The program then reads data out of it into a container class (storing as IEnumerables), at which point the XDocument goes out of scope.
The program then exports the data from the container class to a database. After the export the container class goes out of scope, however, the garbage collector isn't clearing up the container class which, because its storing as IEnumerable, seems to lead to the XDocument staying in memory (Not sure if this is the reason but the task manager is showing the memory from the XDocument isn't being freed).
As the program is looping through multiple files eventually the program is throwing a out of memory exception. To mitigate this ive ended up using
System.GC.Collect();
to force the garbage collector to run after the container goes out of scope. this is working but my questions are:
Is this the right thing to do? (Forcing the garbage collector to run seems a bit odd)
Is there a better way to make sure the XDocument memory is being disposed?
Could there be a different reason, other than the IEnumerable, that the document memory isnt being freed?
Thanks.
Edit: Code Samples:
Container Class:
public IEnumerable<CustomClassOne> CustomClassOne { get; set; }
public IEnumerable<CustomClassTwo> CustomClassTwo { get; set; }
public IEnumerable<CustomClassThree> CustomClassThree { get; set; }
...
public IEnumerable<CustomClassNine> CustomClassNine { get; set; }</code></pre>
Custom Class:
public long VariableOne { get; set; }
public int VariableTwo { get; set; }
public DateTime VariableThree { get; set; }
...
Anyway that's the basic structures really.

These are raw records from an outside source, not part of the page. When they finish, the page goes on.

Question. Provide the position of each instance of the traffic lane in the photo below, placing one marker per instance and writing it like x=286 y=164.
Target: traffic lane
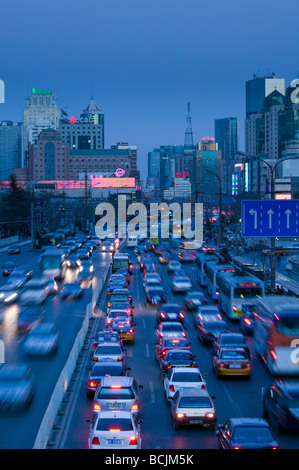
x=68 y=317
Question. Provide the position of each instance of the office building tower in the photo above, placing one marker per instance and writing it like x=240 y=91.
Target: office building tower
x=41 y=112
x=85 y=132
x=11 y=146
x=208 y=168
x=258 y=88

The Custom Classes are populated through the container class from the XML document. The filled structures themselves use very little memory.
A container class is filled from one XML document, goes out of scope, the next document is then loaded e.g.
public static void ExportAll(IEnumerable<FileInfo> files)
{
foreach (FileInfo file in files)
{
ExportFile(file);
//Temporary to clear memory
System.GC.Collect();
}
}
private static void ExportFile(FileInfo file)
{
ContainerClass containerClass = Reader.ReadXMLDocument(file);
ExportContainerClass(containerClass);
//Export simply dumps the data from the container class into a database
//Container Class (and any passed container classes) goes out of scope at end of export
}
public static ContainerClass ReadXMLDocument(FileInfo fileToRead)
{
XDocument document = GetXDocument(fileToRead);
var containerClass = new ContainerClass();
//ForEach customClass in containerClass
//Read all data for customClass from XDocument
return containerClass;
}
Forgot to mention this bit (not sure if its relevent), the files can be compressed as .gz so I have the GetXDocument() method to load it
private static XDocument GetXDocument(FileInfo fileToRead)
{
XDocument document;
using (FileStream fileStream = new FileStream(fileToRead.FullName, FileMode.Open, FileAccess.Read, FileShare.Read))
{
if (String.Compare(fileToRead.Extension, ".gz", true) == 0)
{
using (GZipStream zipStream = new GZipStream(fileStream, CompressionMode.Decompress))
{
document = XDocument.Load(zipStream);
}
}
else
{
document = XDocument.Load(fileStream);
}
return document;
}
}
Hope this is enough information.
Thanks
Edit: The System.GC.Collect() is not working 100% of the time, sometimes the program seems to retain the XDocument, anyone have any idea why this might be?